Some years later, I remember going to a legendary restaurant in Los Angeles called Chasen's. Aunt Dora rushed up to me and said, "Do you know who that is over there?" I saw two middle-aged men, seemingly deep in an important conversation, throwing down cracked crab piled high on a silver tray of chipped ice. A small battalion of onlookers ogled them.

"The one on the left is Walter Winchell! The one on the right is J. Edgar Hoover!" said the deeply impressed Aunt Dora.

I obediently acted impressed and stared with the others, wondering how those two men could be unaware that a roomful of people was staring at them. They weren't, but it took me 20 years in Hollywood to figure that out. Like all good celebrities, they were counting the house from the corner of their eyes while pretending not to notice.

That was the problem for me. They were just famous names. Even though Mr. Winchell was then one of the most powerful gossip journalists in America and Mr. Hoover was head of the FBI, they were still only celebrities. Why should they be my heroes? It wasn't as if they were Shakespeare or Woodrow Wilson or even Alexander the Great or Eleanor Roosevelt. You know, people who had really done things.

One year, the vice president of the United States came to my dad's golf club to help raise money for something, and Dad said I could run outside and watch his limousine pull away. Just as I got there, Vice President Alben Barkley missed a step climbing into his limo and fell flat on his face. Lots of men around him, all wearing funny little ear pieces, became frantic. I went back and told Dad that I'd seen him. "He fell down," I said.

Where was a real hero? He was coming. But he was born in East Derry, N.H., so it took a while for us to meet. Not that he was ever idle. He graduated from Annapolis in 1945, served in the Pacific, and won his wings in 1947. He flew jets on test flights and was chosen one of the original seven NASA astronauts. Twenty-three days after Russia's Yuri Gagarin became the first to orbit the earth, Alan Shepard became the first American in space. On May 5,1961, he flew space-capsule Freedom 7 in a near-perfect suborbital flight 116 miles high, for just 15 minutes.

The world went wild with joy. Alan Shepard was our first astronaut hero. Others came later, but Shepard actually did himself one better by commanding the Apollo 14 mission to the moon in 1971 - one of only a handful of humans ever to walk on the moon, and certainly the first to play golf there. In 1961, I met Alan Shepard. I've even got a letter (somewhere) to prove it.

He had come to Los Angeles right after his historic flight. An article in the Los Angeles Times said he was staying at the Beverly Hilton Hotel. I sat down at my typewriter and poured out a tribute to him in a letter. I decided to deliver it myself, so I drove to the Hilton, left it at the front desk, and drove home. I'd put my phone number in the letter.

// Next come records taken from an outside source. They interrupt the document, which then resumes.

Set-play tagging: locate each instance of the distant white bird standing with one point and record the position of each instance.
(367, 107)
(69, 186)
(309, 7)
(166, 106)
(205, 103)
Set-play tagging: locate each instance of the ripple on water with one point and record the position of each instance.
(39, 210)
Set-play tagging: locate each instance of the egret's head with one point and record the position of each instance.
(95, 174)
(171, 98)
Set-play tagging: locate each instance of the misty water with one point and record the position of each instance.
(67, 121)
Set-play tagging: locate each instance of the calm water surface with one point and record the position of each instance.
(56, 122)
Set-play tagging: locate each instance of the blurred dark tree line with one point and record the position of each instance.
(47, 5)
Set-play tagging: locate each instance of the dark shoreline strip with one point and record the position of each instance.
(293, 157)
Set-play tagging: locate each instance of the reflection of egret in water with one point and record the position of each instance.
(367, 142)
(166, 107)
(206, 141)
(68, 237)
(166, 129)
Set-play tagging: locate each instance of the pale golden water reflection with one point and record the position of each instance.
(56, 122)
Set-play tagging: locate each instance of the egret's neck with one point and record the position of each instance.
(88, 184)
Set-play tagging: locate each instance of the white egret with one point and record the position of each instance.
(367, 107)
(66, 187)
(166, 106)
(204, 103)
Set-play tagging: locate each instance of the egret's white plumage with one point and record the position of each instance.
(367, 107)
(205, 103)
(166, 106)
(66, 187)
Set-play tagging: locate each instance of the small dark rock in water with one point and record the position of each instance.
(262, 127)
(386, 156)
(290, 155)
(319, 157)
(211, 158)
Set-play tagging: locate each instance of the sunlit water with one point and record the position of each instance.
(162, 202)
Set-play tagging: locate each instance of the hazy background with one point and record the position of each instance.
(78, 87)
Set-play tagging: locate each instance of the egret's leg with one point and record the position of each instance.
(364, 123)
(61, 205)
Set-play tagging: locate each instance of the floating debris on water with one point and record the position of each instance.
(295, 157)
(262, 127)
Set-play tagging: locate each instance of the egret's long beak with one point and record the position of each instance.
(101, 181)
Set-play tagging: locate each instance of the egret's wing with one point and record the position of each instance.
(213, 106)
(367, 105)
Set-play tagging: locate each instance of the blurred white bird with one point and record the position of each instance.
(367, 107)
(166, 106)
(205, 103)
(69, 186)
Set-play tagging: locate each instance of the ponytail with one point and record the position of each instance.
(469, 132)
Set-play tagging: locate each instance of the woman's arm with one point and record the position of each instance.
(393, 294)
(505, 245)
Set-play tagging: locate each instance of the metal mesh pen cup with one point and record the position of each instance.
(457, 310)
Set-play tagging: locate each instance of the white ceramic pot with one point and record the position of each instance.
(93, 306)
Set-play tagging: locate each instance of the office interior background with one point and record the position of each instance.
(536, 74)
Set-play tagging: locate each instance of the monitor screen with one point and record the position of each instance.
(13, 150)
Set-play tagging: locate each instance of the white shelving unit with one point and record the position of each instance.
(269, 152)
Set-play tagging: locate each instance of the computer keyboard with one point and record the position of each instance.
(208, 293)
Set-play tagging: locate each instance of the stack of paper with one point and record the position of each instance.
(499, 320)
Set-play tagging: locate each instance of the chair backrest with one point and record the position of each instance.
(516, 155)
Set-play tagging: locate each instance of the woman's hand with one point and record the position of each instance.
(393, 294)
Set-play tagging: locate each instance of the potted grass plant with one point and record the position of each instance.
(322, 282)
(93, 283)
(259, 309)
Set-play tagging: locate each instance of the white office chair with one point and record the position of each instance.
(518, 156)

I didn't know then that the odds of an American hero telephoning a young fan were extraterrestrial. Nevertheless, late that afternoon my phone rang. I answered, and someone asked for me. Then I heard this voice say, "This is Alan Shepard."

He invited me to the Hilton to meet him. I drove like a maniac. A man at a red light leaned out his window and shouted back at me, "You almost hit me! What's the matter with you?"

"I'm sorry. But I'm on my way to meet Alan Shepard! Can I get in front of you?"

"Alan Shepard!" the man shouted back. "Are you kidding? Really? Here, pull in front of me! Go on, hurry!"

I did, and reached the Hilton in near-collapse. I ran into the lobby, called for him on a house phone, and they actually put me through, just like that. He answered, and I told him I was in the lobby. He said, "I'll be right down."

HE came out of the elevator, smiled, and shook my hand. Who could miss America's most famous face? We went to the coffee shop. I couldn't get my legs to stop trembling. I could see that everyone was staring at us. When we sat down, he immediately said: "Thanks for writing me. That was a great letter."

I not only couldn't recall what I'd written, I couldn't form a simple declarative sentence. So I asked questions as I tried to relax. About his past, what it felt like in space, what he'd seen out his window. He answered every one, pretending he'd never been asked any of my idiotic questions before. He was my hero, an utterly down-to-earth astronaut, kindly as could be.

I watched him sign the check for our sodas, and asked if I could have his autograph. Of course, I'd promised myself I'd never ask that of a real hero. He smiled and signed his name for me. Later, he even wrote me a letter. The day it arrived, I read it several times. Then I jumped in my car and took the letter to Aunt Dora's. The poor darling didn't know the difference between a celebrity and a hero. It seemed the least I could do.